The study takes in countries with different age structures and different numbers of care home residents, and there is also a time lag, so it may be hard to make fair comparisons with the latest ONS data for England and Wales.
There are also issues with how deaths are recorded and reported in various countries: Germany doesn’t separate deaths in care homes from other “communal settings; Spain doesn’t publish a national total.
The researchers noted: “Due to differences in testing availabilities and policies, and to different approaches to recording deaths, international comparisons are difficult.”
Of course this comparison is all about the proportion of people dying in various settings. The actual numbers of deaths are wildly different in different countries. Some countries included in the study have only seen handfuls or hundreds of deaths in care homes, compared to more than 9,000 in England and Wales.
Care home workers
Matt Hancock was also asked about increased Covid-19 death rates among care home workers this morning.

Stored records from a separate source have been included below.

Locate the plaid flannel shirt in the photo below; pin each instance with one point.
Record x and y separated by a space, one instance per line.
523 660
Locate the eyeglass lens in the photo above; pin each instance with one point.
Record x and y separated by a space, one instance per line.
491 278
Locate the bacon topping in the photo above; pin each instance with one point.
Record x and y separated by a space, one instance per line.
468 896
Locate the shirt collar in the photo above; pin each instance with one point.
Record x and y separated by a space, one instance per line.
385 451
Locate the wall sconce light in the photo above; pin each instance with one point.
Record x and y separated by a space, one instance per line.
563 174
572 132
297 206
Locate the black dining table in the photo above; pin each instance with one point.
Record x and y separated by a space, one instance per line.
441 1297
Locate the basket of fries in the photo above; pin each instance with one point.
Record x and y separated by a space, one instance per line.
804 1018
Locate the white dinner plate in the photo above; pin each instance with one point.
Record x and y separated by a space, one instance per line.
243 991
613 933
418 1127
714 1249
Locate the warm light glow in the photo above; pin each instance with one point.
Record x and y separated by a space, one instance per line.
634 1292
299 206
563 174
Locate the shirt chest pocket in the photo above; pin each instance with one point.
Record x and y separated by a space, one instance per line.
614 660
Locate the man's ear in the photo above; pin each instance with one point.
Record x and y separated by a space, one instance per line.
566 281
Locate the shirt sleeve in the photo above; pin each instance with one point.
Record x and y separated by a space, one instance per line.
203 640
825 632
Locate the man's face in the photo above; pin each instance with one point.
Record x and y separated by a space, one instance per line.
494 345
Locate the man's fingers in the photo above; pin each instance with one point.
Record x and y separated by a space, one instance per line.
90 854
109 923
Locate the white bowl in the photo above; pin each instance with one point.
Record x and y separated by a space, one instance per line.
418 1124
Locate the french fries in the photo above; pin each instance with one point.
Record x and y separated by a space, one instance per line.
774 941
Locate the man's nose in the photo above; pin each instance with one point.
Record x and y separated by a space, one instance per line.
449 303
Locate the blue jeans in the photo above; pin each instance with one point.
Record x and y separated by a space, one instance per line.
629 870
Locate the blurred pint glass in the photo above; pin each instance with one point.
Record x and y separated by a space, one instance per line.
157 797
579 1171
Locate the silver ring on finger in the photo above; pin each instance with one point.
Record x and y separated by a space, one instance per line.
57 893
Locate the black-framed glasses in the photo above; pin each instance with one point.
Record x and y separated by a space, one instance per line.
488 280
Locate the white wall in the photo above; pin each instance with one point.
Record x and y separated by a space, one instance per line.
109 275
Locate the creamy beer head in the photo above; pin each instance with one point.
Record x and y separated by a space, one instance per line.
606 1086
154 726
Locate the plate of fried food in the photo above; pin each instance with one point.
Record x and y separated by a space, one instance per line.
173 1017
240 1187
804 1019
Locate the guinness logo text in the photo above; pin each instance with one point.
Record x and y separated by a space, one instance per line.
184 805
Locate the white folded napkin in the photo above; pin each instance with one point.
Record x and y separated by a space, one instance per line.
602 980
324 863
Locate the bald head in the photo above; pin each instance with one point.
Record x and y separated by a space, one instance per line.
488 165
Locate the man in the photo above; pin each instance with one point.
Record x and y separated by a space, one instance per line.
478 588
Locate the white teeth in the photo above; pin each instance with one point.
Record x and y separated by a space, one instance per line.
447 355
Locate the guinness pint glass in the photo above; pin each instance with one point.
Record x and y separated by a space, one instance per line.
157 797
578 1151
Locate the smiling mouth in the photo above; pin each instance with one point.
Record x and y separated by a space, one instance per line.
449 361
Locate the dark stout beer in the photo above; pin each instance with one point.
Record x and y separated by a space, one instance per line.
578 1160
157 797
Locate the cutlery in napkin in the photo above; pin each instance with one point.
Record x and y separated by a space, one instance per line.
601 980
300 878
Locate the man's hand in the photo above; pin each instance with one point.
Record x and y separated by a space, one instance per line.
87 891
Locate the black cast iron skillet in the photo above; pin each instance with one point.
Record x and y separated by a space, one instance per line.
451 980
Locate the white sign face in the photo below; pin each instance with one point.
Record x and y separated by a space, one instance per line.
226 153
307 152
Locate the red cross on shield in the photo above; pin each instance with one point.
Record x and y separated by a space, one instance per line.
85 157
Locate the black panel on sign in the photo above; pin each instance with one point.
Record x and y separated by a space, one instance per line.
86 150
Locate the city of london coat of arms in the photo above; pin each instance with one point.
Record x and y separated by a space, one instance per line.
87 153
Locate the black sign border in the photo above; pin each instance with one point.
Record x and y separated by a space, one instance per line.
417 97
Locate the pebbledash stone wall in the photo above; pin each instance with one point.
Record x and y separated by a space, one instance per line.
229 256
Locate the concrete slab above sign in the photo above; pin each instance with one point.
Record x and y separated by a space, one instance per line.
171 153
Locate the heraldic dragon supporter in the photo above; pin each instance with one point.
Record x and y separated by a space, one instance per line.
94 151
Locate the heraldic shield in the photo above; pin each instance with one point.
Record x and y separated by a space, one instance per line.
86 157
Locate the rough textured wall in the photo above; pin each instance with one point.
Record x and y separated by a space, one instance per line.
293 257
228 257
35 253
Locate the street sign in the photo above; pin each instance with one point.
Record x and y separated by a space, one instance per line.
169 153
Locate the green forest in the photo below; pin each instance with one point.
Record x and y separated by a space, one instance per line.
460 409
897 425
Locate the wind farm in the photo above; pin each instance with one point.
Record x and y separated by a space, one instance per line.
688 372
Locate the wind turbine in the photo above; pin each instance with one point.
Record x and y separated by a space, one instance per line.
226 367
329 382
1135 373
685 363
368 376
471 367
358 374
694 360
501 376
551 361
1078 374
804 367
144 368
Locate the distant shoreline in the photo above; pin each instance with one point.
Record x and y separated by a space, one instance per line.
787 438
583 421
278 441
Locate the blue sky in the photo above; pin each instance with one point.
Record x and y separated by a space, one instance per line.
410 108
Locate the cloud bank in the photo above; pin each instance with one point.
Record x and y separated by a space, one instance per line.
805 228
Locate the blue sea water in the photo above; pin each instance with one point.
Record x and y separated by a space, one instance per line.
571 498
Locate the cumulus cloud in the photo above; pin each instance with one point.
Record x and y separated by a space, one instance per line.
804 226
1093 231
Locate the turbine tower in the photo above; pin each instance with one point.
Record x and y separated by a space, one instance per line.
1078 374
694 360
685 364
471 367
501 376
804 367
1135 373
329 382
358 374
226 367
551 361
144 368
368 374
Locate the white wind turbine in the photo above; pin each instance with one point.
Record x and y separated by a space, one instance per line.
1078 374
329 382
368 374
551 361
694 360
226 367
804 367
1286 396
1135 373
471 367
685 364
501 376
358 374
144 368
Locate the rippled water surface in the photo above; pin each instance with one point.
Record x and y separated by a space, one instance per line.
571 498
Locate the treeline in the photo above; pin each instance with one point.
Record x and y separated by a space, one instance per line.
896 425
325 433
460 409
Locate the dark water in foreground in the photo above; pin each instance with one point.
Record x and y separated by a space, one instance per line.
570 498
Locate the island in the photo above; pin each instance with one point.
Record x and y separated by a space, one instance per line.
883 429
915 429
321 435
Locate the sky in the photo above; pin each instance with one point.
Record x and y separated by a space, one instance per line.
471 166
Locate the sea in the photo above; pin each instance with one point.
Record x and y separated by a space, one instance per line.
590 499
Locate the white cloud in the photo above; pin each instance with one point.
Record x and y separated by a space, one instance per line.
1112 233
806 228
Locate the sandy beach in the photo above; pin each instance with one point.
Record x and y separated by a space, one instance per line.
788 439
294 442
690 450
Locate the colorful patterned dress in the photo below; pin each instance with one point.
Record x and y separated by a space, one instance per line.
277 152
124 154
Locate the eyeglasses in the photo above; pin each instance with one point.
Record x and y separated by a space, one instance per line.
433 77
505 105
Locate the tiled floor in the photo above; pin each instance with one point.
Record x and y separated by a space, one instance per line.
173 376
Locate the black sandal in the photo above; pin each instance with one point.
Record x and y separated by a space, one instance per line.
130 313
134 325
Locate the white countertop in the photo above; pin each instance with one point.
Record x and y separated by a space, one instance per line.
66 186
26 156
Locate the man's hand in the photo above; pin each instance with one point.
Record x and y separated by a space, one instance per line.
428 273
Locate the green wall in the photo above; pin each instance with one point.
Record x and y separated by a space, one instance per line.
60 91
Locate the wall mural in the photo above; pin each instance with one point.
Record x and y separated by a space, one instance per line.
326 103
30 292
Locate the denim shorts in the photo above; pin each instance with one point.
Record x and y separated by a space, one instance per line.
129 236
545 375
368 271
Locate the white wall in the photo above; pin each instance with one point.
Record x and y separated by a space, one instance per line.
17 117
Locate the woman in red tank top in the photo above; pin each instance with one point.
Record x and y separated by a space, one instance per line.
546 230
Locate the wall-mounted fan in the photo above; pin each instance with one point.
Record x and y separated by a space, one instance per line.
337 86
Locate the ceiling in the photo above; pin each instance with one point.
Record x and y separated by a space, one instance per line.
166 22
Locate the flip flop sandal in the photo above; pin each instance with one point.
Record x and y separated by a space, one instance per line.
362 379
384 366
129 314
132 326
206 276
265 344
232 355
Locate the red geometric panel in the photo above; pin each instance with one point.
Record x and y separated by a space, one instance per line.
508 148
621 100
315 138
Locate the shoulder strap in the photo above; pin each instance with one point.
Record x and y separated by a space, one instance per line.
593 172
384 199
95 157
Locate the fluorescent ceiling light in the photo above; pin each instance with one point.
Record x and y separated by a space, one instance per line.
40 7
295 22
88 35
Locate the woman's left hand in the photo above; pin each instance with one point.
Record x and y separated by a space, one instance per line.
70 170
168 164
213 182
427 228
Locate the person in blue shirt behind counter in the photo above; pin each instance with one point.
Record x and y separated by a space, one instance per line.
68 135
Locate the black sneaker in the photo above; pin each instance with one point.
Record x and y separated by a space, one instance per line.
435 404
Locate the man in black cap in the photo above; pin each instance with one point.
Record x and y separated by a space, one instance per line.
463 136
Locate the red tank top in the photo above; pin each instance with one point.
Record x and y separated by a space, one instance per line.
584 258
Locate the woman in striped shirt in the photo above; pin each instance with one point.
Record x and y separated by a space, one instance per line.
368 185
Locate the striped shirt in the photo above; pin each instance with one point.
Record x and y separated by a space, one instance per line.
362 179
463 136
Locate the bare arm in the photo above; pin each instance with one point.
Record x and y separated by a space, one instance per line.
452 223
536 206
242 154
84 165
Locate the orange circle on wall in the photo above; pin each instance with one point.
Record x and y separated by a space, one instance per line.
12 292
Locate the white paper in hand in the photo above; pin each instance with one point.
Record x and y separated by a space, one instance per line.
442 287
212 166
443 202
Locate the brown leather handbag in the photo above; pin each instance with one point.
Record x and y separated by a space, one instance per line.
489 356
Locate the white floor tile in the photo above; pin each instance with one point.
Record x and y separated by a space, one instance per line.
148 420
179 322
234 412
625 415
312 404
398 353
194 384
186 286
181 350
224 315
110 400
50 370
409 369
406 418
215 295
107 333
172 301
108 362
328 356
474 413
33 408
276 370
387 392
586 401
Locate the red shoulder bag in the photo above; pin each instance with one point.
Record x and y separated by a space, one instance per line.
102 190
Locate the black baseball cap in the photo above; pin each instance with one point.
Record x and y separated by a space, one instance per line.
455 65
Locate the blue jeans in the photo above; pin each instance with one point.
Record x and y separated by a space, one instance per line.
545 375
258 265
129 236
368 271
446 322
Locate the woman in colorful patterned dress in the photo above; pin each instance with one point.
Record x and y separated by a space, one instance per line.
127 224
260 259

He didn’t address the point directly but said the government had put in measures to protect people who work in care homes.
There is evidence this week that coronavirus death rates are higher in the care sector: this ONS study of Covid-19 death rates by occupation found significantly increased death rates among male and female social care workers, compared to the general population.
Female social care workers were almost twice as likely to die as women of the same age. For men working in the sector, the death rate was more than double the average for all men, adjusted for age.
The same study shows that doctors, nurses and other health workers did not have higher Covid death rates than average, when you allow for differences in age and sex.
So this is positive news for the NHS, and goes some way to allaying fears of frontline staff being exposed to greater risk. The study shows, for example, that the death rate in female nurses is no greater than among women of the same age in the general population.
But the same evidence suggests people working in care homes may be at greater risk.
The ONS study did not adjust for the possible effects of ethnicity, where people live or deprivation, so it doesn’t prove conclusively that occupation is the main risk factor.